Benedict Carey writes about surgical treatments for obsessive compulsive disorder in yesterday's New York Times in "Surgery for Mental Ills Offers both Hope and Risks,"
In one procedure, called a cingulotomy, doctors drill into the skull and thread wires into an area called the anterior cingulate. There they pinpoint and destroy pinches of tissue that lie along a circuit in each hemisphere that connects deeper, emotional centers of the brain to areas of the frontal cortex, where conscious planning is centered.
This circuit appears to be hyperactive in people with severe O.C.D., and imaging studies suggest that the surgery quiets that activity. In another operation, called a capsulotomy, surgeons go deeper, into an area called the internal capsule, and burn out spots in a circuit also thought to be overactive.

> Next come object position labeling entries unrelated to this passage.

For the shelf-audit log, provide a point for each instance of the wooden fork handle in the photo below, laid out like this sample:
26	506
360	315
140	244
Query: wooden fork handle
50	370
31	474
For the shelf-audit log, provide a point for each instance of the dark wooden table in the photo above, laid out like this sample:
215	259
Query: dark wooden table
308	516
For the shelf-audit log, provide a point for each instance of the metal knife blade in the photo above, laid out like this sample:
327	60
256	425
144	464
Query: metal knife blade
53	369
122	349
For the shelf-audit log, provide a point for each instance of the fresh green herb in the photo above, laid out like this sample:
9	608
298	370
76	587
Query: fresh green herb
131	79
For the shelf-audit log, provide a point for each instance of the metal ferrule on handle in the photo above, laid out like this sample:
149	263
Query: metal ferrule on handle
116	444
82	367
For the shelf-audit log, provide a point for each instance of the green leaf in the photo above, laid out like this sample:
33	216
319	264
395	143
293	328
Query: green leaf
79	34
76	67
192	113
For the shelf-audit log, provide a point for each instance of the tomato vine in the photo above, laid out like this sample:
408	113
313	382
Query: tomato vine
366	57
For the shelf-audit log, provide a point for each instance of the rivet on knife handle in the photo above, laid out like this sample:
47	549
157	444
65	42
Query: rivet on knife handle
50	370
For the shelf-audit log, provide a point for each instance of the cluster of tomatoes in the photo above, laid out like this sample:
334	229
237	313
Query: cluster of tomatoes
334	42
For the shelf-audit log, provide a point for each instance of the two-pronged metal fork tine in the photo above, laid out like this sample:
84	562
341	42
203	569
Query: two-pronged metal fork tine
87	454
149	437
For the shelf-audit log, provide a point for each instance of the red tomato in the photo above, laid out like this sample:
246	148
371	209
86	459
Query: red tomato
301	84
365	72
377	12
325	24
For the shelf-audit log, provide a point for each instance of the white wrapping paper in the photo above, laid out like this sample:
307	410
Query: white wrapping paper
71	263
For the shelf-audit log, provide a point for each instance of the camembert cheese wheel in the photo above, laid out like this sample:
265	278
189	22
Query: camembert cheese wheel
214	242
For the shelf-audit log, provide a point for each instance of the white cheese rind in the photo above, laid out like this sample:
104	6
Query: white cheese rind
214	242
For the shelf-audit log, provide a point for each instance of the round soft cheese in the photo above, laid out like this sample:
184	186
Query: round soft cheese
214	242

An altogether different approach is called deep brain stimulation, or D.B.S., in which surgeons sink wires into the brain but leave them in place. A pacemaker-like device sends a current to the electrodes, apparently interfering with circuits thought to be hyperactive in people with obsessive-compulsive disorder (and also those with severe depression). The current can be turned up, down or off, so deep brain stimulation is adjustable and, to some extent, reversible.In yet another technique, doctors place the patient in an M.R.I.-like machine that sends beams of radiation into the skull. The beams pass through the brain without causing damage, except at the point where they converge. There they burn out spots of tissue from O.C.D.-related circuits, with similar effects as the other operations.
Carey goes on to talk about the rigorous screening, the risks of surgery, and tells stories of both good and bad outcomes.